Cancellazione ipoteca
La possibilità di effettuare la cancellazione dell'ipoteca è garantita dall'articolo 2878 del codice civile. I presupposti della cancellazione ipoteca sono innanzitutto l'estinzione del debito a cui è collegata l'ipoteca, e la rinuncia da parte del creditore (banca o istituto di credito) all'ipoteca; in caso di mutuo ipotecario, la cancellazione è determinata dal termine del mutuo.
Un ultimo fattore determinante la cancellazione dell'ipoteca è il decorso dei 20 anni previsti dal contratto di ipoteca stesso oppure la distruzione della proprietà ipoteca o il suo esproprio da parte del tribunale.
Cancellazione ipoteca volontaria
Grazie alla legge Bersani è possibile cancellare l'ipoteca in modalità automatica, senza intervento di notai. Quando viene estinto il mutuo, cioè, la banca stessa va ad effettuare la comunicazione della cancellazione ipoteca all'Agenzia delle entrate, entro 30 giorni dall'estinzione. Questo va a determinare l'azzeramento di ogni ulteriore spesa bancaria da parte del cliente, dopo il pagamento di una somma pari a circa 500 euro.

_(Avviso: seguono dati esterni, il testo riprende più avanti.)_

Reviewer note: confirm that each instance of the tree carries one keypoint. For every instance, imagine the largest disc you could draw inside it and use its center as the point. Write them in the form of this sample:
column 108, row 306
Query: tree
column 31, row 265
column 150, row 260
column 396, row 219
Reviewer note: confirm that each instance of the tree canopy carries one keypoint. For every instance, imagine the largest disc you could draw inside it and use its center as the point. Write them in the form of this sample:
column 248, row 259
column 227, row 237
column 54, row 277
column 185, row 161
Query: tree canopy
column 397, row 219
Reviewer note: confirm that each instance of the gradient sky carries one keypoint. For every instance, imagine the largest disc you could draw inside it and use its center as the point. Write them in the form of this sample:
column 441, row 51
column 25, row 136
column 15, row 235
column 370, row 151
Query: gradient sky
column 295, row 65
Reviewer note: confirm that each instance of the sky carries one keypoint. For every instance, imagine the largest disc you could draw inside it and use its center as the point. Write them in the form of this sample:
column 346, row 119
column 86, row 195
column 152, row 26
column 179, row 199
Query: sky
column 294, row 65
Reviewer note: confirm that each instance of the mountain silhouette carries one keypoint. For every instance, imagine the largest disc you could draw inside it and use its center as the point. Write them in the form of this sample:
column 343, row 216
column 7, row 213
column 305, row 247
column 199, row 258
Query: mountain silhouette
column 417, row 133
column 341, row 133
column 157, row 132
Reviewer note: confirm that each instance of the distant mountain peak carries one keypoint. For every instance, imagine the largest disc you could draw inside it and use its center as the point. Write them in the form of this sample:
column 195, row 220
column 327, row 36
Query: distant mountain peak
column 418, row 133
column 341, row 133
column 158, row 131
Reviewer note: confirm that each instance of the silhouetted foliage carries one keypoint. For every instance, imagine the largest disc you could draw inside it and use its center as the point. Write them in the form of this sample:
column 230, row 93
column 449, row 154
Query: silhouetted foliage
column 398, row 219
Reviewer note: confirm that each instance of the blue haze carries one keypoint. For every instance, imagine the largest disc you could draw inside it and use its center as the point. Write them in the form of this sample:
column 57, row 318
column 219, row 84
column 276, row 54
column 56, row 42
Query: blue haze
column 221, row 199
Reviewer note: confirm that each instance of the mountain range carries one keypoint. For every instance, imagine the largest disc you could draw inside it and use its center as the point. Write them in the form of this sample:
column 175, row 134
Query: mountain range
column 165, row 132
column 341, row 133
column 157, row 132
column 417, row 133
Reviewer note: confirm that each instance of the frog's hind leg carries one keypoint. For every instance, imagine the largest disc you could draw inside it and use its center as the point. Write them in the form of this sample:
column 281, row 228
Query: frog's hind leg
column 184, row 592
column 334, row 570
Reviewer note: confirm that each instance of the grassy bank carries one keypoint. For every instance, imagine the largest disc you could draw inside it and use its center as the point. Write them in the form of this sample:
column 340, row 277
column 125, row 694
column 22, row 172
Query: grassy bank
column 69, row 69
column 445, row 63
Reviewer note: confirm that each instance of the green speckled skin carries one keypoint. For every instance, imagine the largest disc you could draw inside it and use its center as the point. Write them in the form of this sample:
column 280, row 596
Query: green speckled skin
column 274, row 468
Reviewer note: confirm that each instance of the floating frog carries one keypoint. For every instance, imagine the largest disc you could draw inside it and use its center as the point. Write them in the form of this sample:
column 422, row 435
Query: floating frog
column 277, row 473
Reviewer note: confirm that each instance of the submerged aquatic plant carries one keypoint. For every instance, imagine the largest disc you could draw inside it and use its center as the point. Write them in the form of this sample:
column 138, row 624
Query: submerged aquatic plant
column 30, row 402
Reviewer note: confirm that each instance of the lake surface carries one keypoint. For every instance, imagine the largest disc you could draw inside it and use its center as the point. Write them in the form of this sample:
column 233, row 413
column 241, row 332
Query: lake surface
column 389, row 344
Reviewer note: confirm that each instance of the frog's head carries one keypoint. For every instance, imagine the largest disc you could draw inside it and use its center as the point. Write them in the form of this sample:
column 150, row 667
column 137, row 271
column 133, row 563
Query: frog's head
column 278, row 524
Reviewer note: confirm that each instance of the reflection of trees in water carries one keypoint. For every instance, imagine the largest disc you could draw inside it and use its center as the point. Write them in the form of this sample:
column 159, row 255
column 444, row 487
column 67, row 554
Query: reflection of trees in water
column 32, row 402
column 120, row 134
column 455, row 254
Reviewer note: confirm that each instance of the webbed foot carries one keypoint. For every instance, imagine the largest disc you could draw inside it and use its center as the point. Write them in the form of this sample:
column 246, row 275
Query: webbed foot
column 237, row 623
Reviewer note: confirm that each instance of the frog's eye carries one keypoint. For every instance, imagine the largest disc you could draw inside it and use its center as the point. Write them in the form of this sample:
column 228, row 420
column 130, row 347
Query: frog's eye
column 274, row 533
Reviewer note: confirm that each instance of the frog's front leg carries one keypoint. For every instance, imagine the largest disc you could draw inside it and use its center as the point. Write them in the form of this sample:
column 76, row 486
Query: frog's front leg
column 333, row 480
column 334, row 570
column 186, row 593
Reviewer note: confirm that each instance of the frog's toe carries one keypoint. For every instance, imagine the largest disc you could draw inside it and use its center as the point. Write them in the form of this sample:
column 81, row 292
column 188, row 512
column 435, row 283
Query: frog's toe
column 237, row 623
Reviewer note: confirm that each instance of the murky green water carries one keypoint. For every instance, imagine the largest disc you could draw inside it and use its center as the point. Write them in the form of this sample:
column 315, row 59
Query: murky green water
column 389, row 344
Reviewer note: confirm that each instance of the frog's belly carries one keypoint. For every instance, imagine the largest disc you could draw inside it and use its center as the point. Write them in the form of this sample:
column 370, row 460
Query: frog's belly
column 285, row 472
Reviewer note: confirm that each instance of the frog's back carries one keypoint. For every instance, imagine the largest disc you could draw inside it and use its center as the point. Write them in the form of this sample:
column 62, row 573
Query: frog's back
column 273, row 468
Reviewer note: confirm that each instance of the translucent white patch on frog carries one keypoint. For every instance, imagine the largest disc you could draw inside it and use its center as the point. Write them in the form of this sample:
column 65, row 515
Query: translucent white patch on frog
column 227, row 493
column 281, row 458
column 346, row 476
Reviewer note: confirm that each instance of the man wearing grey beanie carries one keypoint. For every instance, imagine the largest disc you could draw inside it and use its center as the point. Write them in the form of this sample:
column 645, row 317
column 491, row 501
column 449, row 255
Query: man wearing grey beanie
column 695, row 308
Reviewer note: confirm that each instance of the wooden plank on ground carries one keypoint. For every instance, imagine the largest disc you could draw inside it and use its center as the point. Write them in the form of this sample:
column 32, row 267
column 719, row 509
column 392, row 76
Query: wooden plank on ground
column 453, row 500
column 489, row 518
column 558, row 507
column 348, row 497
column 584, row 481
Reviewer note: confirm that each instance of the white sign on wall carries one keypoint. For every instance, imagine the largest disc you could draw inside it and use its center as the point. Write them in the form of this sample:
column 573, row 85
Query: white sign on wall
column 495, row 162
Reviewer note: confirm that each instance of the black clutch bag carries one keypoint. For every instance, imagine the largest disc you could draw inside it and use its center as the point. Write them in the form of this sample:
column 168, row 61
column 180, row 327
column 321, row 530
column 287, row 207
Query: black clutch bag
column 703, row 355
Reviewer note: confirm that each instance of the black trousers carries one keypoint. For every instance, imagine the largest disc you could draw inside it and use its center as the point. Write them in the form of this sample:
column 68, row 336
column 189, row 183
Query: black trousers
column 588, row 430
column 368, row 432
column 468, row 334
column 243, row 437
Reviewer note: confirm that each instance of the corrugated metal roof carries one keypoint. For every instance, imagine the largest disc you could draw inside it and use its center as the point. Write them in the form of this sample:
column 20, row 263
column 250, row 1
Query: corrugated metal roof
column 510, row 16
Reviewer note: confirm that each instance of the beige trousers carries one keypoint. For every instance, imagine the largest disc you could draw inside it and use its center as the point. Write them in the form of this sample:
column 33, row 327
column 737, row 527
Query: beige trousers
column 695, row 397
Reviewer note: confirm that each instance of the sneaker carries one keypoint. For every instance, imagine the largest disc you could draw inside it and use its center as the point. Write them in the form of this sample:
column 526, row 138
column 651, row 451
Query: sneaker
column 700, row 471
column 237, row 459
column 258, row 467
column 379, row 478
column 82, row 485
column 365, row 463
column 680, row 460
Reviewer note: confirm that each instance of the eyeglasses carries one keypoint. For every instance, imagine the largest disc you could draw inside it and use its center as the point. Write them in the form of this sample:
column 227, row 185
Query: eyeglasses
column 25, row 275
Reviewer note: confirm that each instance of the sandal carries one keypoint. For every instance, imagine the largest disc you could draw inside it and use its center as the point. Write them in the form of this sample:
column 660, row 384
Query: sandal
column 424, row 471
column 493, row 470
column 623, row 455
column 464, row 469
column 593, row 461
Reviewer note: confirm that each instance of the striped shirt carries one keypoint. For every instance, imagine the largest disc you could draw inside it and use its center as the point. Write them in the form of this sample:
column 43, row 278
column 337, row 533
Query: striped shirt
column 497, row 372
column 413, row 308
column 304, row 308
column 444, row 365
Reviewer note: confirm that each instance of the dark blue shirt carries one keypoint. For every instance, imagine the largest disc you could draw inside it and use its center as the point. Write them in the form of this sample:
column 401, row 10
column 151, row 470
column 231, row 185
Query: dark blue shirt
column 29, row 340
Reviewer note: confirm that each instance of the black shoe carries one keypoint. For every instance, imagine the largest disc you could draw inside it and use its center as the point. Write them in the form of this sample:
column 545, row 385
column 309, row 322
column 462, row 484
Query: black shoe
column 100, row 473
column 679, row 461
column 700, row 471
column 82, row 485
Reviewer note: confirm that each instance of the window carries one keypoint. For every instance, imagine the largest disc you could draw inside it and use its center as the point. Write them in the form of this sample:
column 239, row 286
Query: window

Cancellazione ipoteca giudiziaria
Se l'ipoteca è definita in base alla disposizione di un giudice, la cancellazione della stessa deve per forza di cosa avvenire attraverso una procedura di tipo giudiziaria, attraverso il passaggio per il tribunale.
Ritardi
E' importante monitorare l'attività di cancellazione ipoteca, in quanto può subire notevoli ritardi prima che essa si realizzi in toto. Basta in parte controllare la situazione consultando il Registro delle Comunicazioni dell'Agenzia delle entrate.